Le procès de Gilles M. s’est ouvert lundi 24 septembre aux assises de Strasbourg. L’homme de 39 ans, divorcé et père de deux enfants, est accusé du meurtre de son amant, un notaire de 59 ans. Les témoins se sont succédés à la barre et la cour a découvert la personnalité de cet homme aux multiples identités.

Costume noir en velours ras impeccable, teint blafard. Dans le box en verre, Gilles M. baisse la tête alors que la juge, Anne Pauly, égraine les faits qui lui sont reprochés. L’homme de 39 ans, divorcé et père de deux enfants, est accusé d’avoir tué son supposé amant, un notaire de 59 ans, Bertrand Bilger. C’est chez ce dernier que les deux hommes dînent le dimanche 23 mai 2010, dans le quartier le l’Orangerie. Une dispute éclate. Selon l’accusé, la victime lui aurait demandé de le suivre à Cannes, où il projetait de s’installer dès le mois suivant pour sa retraite. Gilles M. refusant, le notaire, par ailleurs amateur de pratiques sado-masochistes, aurait sorti son martinet. Craignant « d’être défiguré », l’accusé riposte et saisit une bouteille pour la briser sur son amant.

Invoquant la légitime défense tout au long de l’instruction, Gilles M. a expliqué vouloir fuir, mais il aurait été rattrapé dans l’entrée par le notaire, un couteau de cuisine à la main. Dans la bousculade, la victime se serait auto-infligée deux profonds coups de couteau dans le ventre avant de s’effondrer sur le tapis en lâchant « je me suis niqué la rate » et… de se relever pour prendre une douche.

Feignant la réconciliation, le notaire aurait tenté un deuxième assaut dans la chambre. C’est alors que Gilles M. se serait emparé d’un haltère de 4 kilos pour assommer son compagnon avant de « faire un geste d’amour » en l’égorgeant. Il dérobe alors sa carte bleue, son chéquier et part au volant de sa Mercedes cabriolet. Il emporte aussi sa montre Rolex, un « souvenir » qu’il vendra finalement trois jours après. Direction de luxueux palaces à Lille puis Paris où il rejoint d’autres amants. La carte bleue « matche », la police le suit à la trace. Il sera arrêté le 27 mai 2010 non loin des Champs-Elysées.

Marchand d’art, héritier de la firme Adidas, éleveur de chevaux, escort-boy, mannequin à New-York…

Quand les experts médecins-légistes arrivent à la barre, c’est une autre histoire qu’ils racontent. « Une scène inhabituelle car très sanglante », des flaques et des projections jusqu’au plafond. Ils dénombrent une quinzaine de coups portés avec un objet piquant ou tranchant, autant avec un objet contondant.

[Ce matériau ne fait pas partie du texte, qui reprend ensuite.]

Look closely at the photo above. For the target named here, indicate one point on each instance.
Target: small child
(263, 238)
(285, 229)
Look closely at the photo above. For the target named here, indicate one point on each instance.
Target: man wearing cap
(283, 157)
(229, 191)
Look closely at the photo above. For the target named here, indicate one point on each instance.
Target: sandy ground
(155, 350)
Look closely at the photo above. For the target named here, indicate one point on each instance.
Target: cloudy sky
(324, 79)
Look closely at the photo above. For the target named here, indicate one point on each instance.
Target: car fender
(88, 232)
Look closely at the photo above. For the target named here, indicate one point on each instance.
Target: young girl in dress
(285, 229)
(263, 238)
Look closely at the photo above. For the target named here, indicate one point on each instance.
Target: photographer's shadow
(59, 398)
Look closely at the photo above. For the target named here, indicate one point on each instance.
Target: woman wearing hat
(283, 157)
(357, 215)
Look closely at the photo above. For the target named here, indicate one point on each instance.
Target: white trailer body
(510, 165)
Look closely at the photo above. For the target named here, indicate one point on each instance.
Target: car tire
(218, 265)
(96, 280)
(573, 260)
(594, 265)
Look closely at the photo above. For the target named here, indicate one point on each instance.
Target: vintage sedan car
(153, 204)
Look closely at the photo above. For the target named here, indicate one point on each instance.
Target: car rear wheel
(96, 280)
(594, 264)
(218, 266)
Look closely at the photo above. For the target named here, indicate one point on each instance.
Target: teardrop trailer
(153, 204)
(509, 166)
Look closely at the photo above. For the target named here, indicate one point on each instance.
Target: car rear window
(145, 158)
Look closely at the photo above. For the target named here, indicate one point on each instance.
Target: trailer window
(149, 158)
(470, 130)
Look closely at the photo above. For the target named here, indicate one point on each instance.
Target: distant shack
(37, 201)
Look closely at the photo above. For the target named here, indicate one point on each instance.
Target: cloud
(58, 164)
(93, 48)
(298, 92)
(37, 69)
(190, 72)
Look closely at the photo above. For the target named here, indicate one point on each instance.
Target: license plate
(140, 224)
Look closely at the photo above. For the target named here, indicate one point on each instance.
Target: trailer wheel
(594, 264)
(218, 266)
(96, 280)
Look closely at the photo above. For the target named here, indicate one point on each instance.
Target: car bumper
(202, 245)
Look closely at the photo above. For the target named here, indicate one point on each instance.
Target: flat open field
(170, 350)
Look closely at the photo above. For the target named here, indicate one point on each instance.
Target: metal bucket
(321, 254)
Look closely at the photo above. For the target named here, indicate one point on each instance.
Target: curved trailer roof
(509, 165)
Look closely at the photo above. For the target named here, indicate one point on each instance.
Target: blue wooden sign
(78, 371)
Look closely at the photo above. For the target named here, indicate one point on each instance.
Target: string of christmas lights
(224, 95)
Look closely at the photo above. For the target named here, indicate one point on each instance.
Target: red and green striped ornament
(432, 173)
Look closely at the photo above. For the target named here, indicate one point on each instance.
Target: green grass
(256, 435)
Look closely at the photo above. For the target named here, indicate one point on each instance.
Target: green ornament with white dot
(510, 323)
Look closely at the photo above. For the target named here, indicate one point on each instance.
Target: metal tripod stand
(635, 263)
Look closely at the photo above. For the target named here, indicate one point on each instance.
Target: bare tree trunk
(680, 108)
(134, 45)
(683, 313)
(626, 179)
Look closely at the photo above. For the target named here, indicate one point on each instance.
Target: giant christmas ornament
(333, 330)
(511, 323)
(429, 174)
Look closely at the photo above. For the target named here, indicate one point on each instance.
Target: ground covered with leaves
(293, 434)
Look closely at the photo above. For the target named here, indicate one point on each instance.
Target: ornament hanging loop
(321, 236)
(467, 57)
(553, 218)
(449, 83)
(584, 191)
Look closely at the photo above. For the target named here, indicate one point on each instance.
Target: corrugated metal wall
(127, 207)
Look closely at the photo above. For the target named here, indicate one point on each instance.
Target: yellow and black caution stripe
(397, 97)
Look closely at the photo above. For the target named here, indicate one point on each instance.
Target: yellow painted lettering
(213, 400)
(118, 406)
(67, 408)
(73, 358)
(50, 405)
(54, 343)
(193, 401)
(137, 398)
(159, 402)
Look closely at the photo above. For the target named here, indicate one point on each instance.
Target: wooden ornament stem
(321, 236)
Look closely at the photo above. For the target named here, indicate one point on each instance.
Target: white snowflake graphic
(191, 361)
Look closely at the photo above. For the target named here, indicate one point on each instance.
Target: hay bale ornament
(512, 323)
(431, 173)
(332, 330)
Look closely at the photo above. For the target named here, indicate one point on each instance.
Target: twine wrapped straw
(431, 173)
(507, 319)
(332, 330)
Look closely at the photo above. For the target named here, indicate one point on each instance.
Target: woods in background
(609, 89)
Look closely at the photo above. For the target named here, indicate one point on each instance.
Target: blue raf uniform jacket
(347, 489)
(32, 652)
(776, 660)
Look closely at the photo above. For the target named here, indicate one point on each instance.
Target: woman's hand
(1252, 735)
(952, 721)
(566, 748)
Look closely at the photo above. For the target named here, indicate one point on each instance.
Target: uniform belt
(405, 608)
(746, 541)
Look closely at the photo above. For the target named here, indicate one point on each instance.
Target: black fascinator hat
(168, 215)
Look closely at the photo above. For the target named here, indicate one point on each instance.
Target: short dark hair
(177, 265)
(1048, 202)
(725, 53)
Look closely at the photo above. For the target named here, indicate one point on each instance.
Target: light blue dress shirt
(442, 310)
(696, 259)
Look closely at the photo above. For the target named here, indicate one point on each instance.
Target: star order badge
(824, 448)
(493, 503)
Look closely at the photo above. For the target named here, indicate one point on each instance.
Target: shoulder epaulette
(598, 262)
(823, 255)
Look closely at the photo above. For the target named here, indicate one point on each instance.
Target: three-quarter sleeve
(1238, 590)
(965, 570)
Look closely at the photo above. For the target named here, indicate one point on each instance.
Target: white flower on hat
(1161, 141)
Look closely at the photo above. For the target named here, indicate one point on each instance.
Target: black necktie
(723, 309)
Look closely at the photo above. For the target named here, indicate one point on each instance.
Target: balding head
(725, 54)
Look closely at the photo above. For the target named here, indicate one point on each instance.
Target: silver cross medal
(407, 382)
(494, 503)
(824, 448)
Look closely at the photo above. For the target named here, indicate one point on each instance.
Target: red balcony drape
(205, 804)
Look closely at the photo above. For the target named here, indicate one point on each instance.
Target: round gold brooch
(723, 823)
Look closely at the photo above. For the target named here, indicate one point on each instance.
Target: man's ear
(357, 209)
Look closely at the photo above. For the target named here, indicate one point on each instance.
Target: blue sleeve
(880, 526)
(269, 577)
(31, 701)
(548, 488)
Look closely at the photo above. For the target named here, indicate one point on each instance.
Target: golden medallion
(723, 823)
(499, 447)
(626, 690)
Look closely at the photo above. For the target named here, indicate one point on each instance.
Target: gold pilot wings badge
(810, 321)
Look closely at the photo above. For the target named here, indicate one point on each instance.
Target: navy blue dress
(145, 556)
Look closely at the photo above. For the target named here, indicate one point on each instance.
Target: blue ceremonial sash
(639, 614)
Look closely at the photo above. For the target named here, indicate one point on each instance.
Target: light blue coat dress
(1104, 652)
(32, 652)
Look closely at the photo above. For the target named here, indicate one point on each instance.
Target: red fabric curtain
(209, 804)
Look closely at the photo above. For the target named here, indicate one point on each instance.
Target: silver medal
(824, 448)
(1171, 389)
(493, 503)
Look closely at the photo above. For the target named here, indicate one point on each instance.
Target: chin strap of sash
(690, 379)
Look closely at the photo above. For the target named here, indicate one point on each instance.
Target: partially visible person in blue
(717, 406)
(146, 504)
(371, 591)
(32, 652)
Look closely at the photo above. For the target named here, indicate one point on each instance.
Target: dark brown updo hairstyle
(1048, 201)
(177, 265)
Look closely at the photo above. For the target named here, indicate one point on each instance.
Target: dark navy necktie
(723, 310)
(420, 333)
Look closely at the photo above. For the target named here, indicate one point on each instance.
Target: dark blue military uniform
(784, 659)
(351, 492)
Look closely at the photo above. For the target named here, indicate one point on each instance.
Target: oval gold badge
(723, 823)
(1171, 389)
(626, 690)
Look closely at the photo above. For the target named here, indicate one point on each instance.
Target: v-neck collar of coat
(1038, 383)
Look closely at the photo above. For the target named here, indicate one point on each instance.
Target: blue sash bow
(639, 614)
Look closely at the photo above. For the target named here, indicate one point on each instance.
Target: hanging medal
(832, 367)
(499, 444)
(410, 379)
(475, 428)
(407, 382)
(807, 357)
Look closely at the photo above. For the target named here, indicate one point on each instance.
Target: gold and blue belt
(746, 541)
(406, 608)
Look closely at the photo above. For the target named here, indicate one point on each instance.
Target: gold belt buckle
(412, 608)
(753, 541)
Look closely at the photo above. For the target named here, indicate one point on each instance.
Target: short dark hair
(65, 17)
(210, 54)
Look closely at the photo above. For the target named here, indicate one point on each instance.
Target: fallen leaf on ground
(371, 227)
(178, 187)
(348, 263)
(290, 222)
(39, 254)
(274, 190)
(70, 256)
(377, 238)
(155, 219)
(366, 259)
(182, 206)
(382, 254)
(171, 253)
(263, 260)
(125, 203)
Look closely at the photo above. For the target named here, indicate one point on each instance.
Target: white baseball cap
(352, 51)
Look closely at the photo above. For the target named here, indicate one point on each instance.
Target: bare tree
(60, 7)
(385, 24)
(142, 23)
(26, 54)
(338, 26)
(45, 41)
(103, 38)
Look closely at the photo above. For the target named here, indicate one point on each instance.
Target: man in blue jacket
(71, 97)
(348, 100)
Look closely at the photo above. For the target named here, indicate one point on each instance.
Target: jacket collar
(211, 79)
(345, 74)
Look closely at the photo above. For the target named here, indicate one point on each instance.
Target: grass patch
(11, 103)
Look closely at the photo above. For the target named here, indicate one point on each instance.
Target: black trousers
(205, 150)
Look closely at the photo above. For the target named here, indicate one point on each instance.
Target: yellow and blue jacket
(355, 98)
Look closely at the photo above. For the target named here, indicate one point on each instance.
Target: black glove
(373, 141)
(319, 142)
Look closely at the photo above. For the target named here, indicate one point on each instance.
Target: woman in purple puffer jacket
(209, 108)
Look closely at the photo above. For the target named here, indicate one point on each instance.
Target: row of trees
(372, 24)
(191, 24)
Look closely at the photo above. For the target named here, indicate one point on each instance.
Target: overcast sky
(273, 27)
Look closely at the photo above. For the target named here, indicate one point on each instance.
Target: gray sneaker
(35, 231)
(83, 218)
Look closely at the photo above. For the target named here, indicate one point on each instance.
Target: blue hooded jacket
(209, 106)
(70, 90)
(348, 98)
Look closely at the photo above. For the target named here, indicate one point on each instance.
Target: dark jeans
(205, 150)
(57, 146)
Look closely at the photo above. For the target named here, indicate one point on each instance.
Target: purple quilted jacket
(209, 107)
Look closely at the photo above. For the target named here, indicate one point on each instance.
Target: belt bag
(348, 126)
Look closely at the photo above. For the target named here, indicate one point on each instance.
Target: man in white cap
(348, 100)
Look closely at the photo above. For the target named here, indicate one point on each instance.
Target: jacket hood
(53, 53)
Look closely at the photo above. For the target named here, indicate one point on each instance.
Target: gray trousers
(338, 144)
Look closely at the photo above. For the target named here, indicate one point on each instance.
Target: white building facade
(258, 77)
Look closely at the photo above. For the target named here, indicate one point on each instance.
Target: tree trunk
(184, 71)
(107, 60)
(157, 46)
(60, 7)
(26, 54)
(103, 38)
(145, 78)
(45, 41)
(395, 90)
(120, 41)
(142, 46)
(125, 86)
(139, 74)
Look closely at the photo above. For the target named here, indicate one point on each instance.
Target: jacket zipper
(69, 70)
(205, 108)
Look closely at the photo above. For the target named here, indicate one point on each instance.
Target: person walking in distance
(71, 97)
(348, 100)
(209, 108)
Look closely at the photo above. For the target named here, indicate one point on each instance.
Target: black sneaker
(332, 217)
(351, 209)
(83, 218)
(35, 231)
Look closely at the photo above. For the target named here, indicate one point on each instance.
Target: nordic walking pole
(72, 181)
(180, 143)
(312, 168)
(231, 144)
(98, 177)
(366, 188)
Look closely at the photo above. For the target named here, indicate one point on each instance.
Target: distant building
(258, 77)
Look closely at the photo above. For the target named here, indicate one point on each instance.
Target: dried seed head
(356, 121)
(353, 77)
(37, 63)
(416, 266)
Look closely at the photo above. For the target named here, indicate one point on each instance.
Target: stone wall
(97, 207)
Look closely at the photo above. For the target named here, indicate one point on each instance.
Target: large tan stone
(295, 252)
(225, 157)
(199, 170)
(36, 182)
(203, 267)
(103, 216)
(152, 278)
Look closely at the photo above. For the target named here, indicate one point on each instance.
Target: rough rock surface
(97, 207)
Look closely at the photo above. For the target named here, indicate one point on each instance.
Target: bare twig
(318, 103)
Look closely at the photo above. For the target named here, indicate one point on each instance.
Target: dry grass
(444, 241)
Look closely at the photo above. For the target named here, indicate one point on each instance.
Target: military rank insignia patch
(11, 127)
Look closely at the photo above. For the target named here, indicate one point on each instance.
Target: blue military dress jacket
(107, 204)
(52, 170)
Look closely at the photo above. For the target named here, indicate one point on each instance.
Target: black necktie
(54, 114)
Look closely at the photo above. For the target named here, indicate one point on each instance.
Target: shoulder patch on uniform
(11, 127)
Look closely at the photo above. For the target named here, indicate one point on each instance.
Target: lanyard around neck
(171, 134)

Si sur les mains de Gilles M. ont été observées de « vraisemblables plaies de défense » compatibles avec sa version, l’expert émet de sérieuses réserves quant au fait que la victime ait pu s’auto-poignarder sur l’épaule, le bras et dans le dos, et ce, avec une telle violence que « les os ont été entamés ». Frappée à la tête avec l’altère, la victime était inconsciente quand Gilles M. a décidé « d’abréger ses souffrances ».

La première journée d’audience a surtout permis à la cour d’en apprendre davantage sur la personnalité de celui qui jongle avec plusieurs identités. Remontant le fil de ses fréquentations, les enquêteurs découvrent qu’il se fait appeler Adler, Dassler, se dit tantôt marchand d’art, tantôt héritier de la firme Adidas, ou encore architecte d’intérieur, escort boy, mannequin à New-York, éleveur de chevaux…

En réalité, il travaille dans le secteur du bâtiment. Licencié pour faux et usage de faux, une autre fois pour usage abusif de sa voiture professionnelle, il finit par créer sa propre société en 2007 « dans la rénovation et la construction haut-de-gamme ». Malgré un « carnet de commandes plein », selon les dires de l’accusé, l’entreprise est placée en liquidation. Son associé dira de lui qu’il « confond le portefeuille de la boîte avec le sien ». Lui, qu’il a été mal entouré. Il prend finalement une année sabbatique, vit des indemnités de l’assurance chômage, n’a payé qu’une seule fois en un an le loyer de son appartement dans le quartier de l’Orangerie. Il devait en être expulsé le 28 mai 2010, soit cinq jours après le drame, et embauché comme négociateur immobilier le 1er juin.

Une homosexualité cachée

Les enquêteurs peinent à confirmer auprès de son entourage la relation épisodique qu’il dit avoir entretenue avec Bertrand Bilger depuis 1994. A la barre, tous disent ignorer son homosexualité. Sur les 110 000 contacts téléphoniques qu’il a eus au cours des dix mois précédant le drame, seuls neuf étaient avec Bertrand Bilger. L’accusé s’invente un appartement à Paris alors qu’il ne possède que le code de la porte d’entrée. « Sans doute pour créer sa légende », dit le brigadier-chef Michel Thomas.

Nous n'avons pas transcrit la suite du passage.